先立つ輩に口はなし

先輩の声が聞こえる。


「例えば猫がゴキブリを捕まえようとしているところを見たとして、それでも猫を可愛いと思うのならあなたは『猫』が好きで、それで猫に幻滅するならあなたは『猫の可愛いところ』が好きなだけなのよね、結局」


先輩の声が聞こえる。


「人間が嫌いだって時折人間さんは言うけれど、それって嫌いなのは人間じゃなくて人生でしょう?あなたもそうは思わない?」


先輩の声が聞こえる。


「星も覚めるような晴れ間でも『お星さまが見守ってる』ってどうして思えるのかしら、夜にしかあの子達はいないじゃないの」


先輩の声が聞こえる。


「死ぬときには目を閉じてたいって思わない?だって、そうだったらまるで寝ただけで、また起きれると思えるじゃない?明日にでも起きて遊びましょうよ。

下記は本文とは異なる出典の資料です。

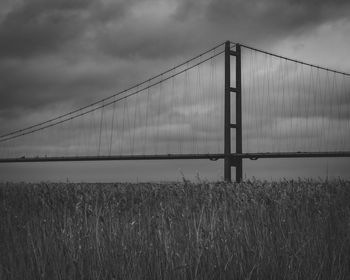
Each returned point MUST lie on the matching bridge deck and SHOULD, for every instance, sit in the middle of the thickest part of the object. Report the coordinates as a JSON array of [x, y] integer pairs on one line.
[[252, 156]]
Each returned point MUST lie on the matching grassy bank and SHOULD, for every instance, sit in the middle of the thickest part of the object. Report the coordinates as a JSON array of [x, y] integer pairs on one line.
[[254, 230]]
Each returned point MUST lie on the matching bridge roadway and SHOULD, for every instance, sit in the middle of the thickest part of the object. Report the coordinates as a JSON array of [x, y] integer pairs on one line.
[[252, 156]]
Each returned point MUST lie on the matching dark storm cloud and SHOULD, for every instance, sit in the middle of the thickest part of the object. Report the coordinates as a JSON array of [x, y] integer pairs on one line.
[[276, 17], [45, 45], [39, 26]]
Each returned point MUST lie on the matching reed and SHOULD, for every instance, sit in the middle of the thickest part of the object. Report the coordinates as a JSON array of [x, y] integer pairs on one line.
[[253, 230]]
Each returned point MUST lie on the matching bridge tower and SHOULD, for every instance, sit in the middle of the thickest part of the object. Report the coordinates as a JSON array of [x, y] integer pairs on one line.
[[229, 159]]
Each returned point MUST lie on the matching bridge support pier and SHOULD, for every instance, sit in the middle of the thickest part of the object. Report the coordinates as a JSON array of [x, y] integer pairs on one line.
[[229, 161]]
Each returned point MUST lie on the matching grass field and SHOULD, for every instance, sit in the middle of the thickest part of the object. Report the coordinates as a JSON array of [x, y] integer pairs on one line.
[[253, 230]]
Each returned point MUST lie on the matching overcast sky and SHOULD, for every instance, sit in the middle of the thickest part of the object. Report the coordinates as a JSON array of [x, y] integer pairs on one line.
[[57, 55]]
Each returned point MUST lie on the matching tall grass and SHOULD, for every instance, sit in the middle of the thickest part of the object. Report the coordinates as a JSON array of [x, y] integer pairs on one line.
[[253, 230]]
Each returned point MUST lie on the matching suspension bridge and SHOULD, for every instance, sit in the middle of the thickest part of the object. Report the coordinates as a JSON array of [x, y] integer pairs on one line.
[[232, 102]]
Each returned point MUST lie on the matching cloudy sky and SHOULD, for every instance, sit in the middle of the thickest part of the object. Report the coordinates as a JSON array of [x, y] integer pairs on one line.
[[57, 55]]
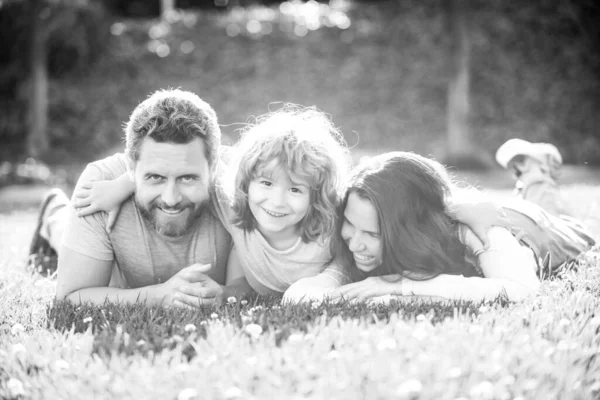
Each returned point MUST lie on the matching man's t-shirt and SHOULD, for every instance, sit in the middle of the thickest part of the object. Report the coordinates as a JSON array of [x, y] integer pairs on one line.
[[144, 257]]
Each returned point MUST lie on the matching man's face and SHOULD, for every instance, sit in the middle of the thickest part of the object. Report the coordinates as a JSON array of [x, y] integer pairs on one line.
[[171, 184]]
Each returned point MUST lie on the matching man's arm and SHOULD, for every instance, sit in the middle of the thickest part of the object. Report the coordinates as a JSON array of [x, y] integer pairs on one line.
[[85, 279]]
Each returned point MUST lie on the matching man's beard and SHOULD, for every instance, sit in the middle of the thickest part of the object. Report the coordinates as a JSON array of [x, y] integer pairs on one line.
[[170, 229]]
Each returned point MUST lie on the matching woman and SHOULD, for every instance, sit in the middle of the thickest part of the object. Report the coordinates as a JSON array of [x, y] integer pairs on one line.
[[397, 238]]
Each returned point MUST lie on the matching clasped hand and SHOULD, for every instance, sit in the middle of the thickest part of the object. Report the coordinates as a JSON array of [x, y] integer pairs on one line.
[[368, 289], [192, 288]]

暇があれば」


先輩の声が聞こえる。


「心ってひとつの信仰よね、脳の信仰。そう考えたら誰しも狂信者よ。最低ね」





「ぼくは猫より犬派です」

ぼくはそう言う。


「しょうみどっちも嫌いなんじゃないですか、そういう人は」

ぼくはそう言う。


「むしろ四六時中見られたら気持ち悪いですよ」

ぼくはそう言う。


「暇を『ひま』って読むか『いとま』って読むかで意味変わってきますね、それ」

ぼくはそう言う。


「ぼくもそう思います」

あなたを好きだった、ぼくはそう言った。